Rein in die Solidargesellschaft

Die Buchmacher Passend zu den Arbeitskämpfen des Kita-Personals ist ein Buch erschienen, das das Versagen unserer Gesellschaft beim Umgang mit der Sorgearbeit zeigt
Ausgabe 26/2015
Pflege, Gesundheitsversorgung, Kinderbetreuung. Wer muss sich kümmern?
Pflege, Gesundheitsversorgung, Kinderbetreuung. Wer muss sich kümmern?

Foto: Adam Berry/AFP/Getty Images

Lassen sich die vergangenen Streiks von Kita-Beschäftigten für die Aufwertung ihrer Berufe schon als Zeichen einer „Care Revolution“ deuten?

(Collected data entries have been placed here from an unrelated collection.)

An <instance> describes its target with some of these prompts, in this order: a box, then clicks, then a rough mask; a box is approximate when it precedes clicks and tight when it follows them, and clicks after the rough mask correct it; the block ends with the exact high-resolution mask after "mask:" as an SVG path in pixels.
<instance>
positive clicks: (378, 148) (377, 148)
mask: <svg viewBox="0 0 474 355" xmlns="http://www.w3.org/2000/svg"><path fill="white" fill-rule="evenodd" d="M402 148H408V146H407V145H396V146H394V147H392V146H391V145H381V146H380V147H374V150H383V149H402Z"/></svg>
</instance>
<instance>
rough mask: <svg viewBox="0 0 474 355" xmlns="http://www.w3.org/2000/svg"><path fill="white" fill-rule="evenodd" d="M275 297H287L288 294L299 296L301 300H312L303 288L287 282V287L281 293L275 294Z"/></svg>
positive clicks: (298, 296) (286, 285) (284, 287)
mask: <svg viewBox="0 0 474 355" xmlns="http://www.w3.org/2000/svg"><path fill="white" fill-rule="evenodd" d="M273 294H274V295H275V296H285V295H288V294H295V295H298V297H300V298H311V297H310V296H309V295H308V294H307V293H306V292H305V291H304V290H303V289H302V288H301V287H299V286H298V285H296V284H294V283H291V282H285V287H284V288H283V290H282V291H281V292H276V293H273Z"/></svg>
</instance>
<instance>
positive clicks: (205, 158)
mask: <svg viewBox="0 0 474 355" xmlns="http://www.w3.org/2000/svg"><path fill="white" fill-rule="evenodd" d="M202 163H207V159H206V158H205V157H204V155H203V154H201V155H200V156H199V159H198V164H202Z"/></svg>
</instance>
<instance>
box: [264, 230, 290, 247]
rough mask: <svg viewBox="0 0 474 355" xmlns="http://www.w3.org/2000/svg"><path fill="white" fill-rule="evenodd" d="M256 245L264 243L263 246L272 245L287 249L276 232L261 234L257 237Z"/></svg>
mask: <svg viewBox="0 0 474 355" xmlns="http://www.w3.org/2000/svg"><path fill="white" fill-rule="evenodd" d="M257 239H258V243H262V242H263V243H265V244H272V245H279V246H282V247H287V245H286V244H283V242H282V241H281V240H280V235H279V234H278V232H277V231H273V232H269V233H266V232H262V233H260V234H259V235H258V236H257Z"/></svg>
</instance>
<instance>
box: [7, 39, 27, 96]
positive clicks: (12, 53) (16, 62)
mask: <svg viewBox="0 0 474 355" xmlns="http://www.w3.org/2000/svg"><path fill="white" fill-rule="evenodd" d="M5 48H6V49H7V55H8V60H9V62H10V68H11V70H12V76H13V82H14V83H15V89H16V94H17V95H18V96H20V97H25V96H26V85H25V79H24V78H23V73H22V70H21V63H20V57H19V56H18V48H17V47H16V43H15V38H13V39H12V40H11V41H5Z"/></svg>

Das wünscht sich die Sozialwissenschaftlerin Gabriele Winker in ihrem gleichnamigen Buch. Sorgearbeit, entlohnt oder unentgeltlich, wird jedenfalls ein immer größeres Problem in einer Gesellschaft, die von Frauen erwartet, sich als Erwerbstätige für den Arbeitsmarkt zu optimieren, und die es nicht schafft, Kinderbetreuung, Gesundheitsversorgung und Pflege bedarfsdeckend zu organisieren.

Winker geht von einer explizit marxistischen Analyse aus. Sie grenzt Reproduktionsarbeit ab von Care: Unter ersterer sind alle Tätigkeiten jenseits der Lohnarbeit zu fassen, die notwendig sind, um die menschliche Arbeitskraft zu erhalten, auch die Selbstsorge. Care dagegen meint alle bezahlte wie unbezahlte Arbeit, die es benötigt, um eine Person intellektuell, körperlich und emotional zu entwickeln und zu erhalten. Die Beziehungen zwischen den diese Verantwortung Tragenden und den auf diese Leistungen Angewiesenen sind jedoch asymmetrisch. Care fokussiert also eher die menschlichen Beziehungen und weniger den ökonomischen Stellenwert der Sorgearbeit.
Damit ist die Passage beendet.